陸上をやっていて傷めた膝の関係もあり今回はテーブル席でお願いしておいた。
後で聞くと座敷にテーブルをセットすることもできると言う。
テーブルの置いてある部屋はモダンでイタリアの内装素材やデザイン技術を取り入れている。
玄関に合わせて和式にこだわると莫大な費用がかかるらしい。
このモダンな洋風だが違和感のない空間内にはベートーベンの曲が流れていた。
最初に上等なお茶が出る。
お茶を飲んでいると程なく朝食を載せたお膳が運ばれた。
まずは一昼夜寝かせて味を馴染ませ落ち着かせた胡麻豆腐を味わう。
滑らかでねっとりしているだけではなく味が深い。
器の端に何気なく置かれている少量の出汁醤油が心憎い。
続いて二種類の京野菜の料理である。
一つは聖護院蕪の田楽味噌載せで、もう一つは聖護院大根の炊いたんである。
聖護院蕪の田楽味噌載せは蕪そのものも美味しいが田楽味噌に品と強さと複雑味がある。
そこはかとない甘さがたまらない。
聖護院大根の炊いたんは出汁が秀逸で一緒に炊いてあるかしわが素晴らしい質のもので美味しかった。

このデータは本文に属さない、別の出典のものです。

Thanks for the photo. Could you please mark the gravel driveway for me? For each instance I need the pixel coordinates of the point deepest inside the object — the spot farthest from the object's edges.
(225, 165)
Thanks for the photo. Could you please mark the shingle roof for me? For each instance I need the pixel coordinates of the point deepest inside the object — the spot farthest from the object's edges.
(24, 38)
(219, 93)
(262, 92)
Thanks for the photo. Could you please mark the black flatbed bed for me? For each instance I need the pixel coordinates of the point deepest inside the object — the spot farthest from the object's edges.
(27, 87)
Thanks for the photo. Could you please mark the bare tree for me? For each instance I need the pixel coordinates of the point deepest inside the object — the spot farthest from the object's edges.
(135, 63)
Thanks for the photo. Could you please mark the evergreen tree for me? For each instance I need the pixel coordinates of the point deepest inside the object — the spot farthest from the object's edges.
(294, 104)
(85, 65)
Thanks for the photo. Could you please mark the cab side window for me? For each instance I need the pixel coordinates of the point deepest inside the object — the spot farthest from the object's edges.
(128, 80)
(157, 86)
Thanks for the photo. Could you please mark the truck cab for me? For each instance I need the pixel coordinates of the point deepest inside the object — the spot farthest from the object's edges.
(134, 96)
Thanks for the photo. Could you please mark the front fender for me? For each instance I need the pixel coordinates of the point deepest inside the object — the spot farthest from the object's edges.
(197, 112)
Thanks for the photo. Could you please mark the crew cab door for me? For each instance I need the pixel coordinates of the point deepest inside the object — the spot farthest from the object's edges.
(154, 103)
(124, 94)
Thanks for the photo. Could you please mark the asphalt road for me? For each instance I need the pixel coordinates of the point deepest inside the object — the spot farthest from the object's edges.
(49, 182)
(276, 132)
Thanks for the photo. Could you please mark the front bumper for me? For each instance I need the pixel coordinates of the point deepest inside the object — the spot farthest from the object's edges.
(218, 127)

焼き鮭は質は勿論だが塩加減、焼き方とも完璧であった。
朝食に食べて美味しい鮭の究極の形ではないだろうか。
豆は硬めに炊いてあっていいお味である。
そして、ご飯と味噌汁である。
ご飯は予約をした時間に合わせて炊きあげてあった。
やや軟らかめの品のいい米の甘みを感じさせる白米でやるせなくなるほど美味しい。
ご飯茶碗は北大路魯山人のようなデザインで私は好きだ。
味噌汁は出汁の旨さが充分に感じられるまさに京都懐石料理店の作る朝食の味噌汁の味であった。
漬物も凄かった。
私は沢庵はあまり好きではないのだが、自家製の味の良さだけではなく、何と沢庵の端に包丁の切り込みを施していた。
食べやすいはずである。
こういうちょっとした技と心遣いが嬉しいものなのである。
そして一拍置いて出されたのが焼きたてのだし巻き玉子であった。
出汁がたっぷりなので気をつけないと火傷をする。
その美味しさは今まで食べた出し巻き玉子の中でも五指に入る美味しさであった。
ちりめん山椒も美味しく最後は焙じ茶を少しかけて食べる。
焙じ茶を飲みながら
至福の時を振り返りその大事で美しい時間に暫し耽るのであった。
その後七代目のご主人に建物の中を
案内してもらい、
店を出た。
この老舗の名店のご主人も私が見えなくなるまで見送りをしてくれるのだった。
真のホスピタリティとはこういうことを言うのである。
どこぞのイタリアンのマネージャーに見せてやりたい。